29 Mayıs 2022 03:40

Erdoğan Aydın: Fethedenler dahi İstanbul’un fethini kutlamadı

Araştırmacı Yazar Erdoğan Aydın ile iktidar tarafından örgütlenen "İstanbul'un fethi kutlamaları"nı konuştuk.

Erdoğan Aydın | Fotoğraf: MA

Paylaş

İsmail AFACAN
İstanbul

İstanbul’un fethi kutlamaları sağcı hegemonyanın bir propaganda malzemesi olarak hayata geçirilirken bir yandan da çatışma halindeki burjuva kliklerinin bir uzlaşı noktası olabiliyor. Toplumsal sorunların çözülmek yerine üstünün geçmişten gelen “kahramanlık hikayeleriyle” örtülmesi yeni bir yaklaşım değil. Dahası toplumsal sorunlar derinleştikçe, kutlamaların “parıltısı” da artırılıyor. Peki İstanbul’un Fethi ne zaman kutlanmaya başladı? İktidar bu kutlamaların “coşku derecesini” artırarak aslında neyi planlıyor? Nasıl oluyor da burjuvazinin farklı kesimleri bu kutlama seslerinde ortaklaşıyor? Tüm bunları Tarihçi-Yazar Erdoğan Aydın’la konuştuk. 

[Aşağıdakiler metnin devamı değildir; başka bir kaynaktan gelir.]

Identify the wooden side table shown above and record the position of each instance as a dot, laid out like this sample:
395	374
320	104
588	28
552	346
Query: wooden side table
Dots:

İstanbul’un fethi kutlamaları nasıl başladı?

İstanbul’u fethedenler “İstanbul’un fethi” diye bir kutlama yapmadı. Aslında bu tip seremoniler toplumu belli bir ideolojik şekillendirme ihtiyacına sahip olan kesimler tarafından çeşitli zamanlarda yapılır. O nedenle İstanbul’un fethi meselesinde aslında milliyetçiliğin, antikomünizmin, yeni nesillerin tarihteki derin yaşanmışlıklarla övünür hale getirmenin, bir anlamda gözlerini kapatmanın aracıdır. Bu açıdan baktığımızda bu gösterilere en çok ihtiyaç duyulan dönemin Türkiye’de sola karşı, sosyalistlere karşı kampanyaların açıldığı, ABD iş birlikçiliğinin en çok arttığı dönemlerde gerçekleştiğini görüyoruz. Nitekim fethin 500. yılı olan 1953’te, tam da bu değişimin olduğu dönemde yapıldı. Yani Türkiye’nin NATO üyesi olduğu, antikomünist rüzgarların alabildiğine artırıldığı, gençlerin gözlerinin bağlanmaya çalışıldığı, gençlere Fatih gibi, Ulubatlı Hasan gibi rol modellerin önerildiği, militarizm propagandasının toplum içinde yayılmaya ihtiyacının hissedildiği dönemde gerçekleştirildi.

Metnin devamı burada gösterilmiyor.